Myer Pty becomes the trail blazer in putting an end to the seemingly continues mark downs and discounting in department stores across the country.

According to Myer department store chief Bernie Brookes, the expenditure for discounting ranges between 10 and 12 percent of its $3 billion annual sale revenue. Brookes said, “If we can take half a percent off that, it's a significant contribution” because it would translate to an extra $15 million for pre-tax earnings.

The department store group in which the Australian is king posted a net profit of $169 million after tax early in September. Its sales, however, is $80 million short of prospectus forecasts.

Brookes assured of sale periods that would bring down prices to about 25 percent instead of the regular cut of 30 percent.

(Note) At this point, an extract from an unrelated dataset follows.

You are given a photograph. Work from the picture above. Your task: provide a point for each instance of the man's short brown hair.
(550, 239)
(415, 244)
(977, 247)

Meanwhile, outdoor gear retailer Kathmandu Holdings Limited (ASX: KMD) and clothing trader Oroton Group Limited (ASX: ORL) are pessimistic of the the retail environment. The sentiments developed as Commsec warned that “Capital cities such as Sydney, Melbourne and Adelaide are experiencing their coldest starts to spring for over a decade” because “'Consumers are unlikely to update their spring-summer wardrobes until the weather starts to warm up.”

Kathmandu's net profits, excluding float costs, had lifted from $NZ 10.3 million to $NZ 25.2 million. The prospectus forecasts, though, was $NZ 44.8 million ($A 34.35 million) pre-tax profit, after stripping out float and other costs. The reality was $NZ 41.2 million.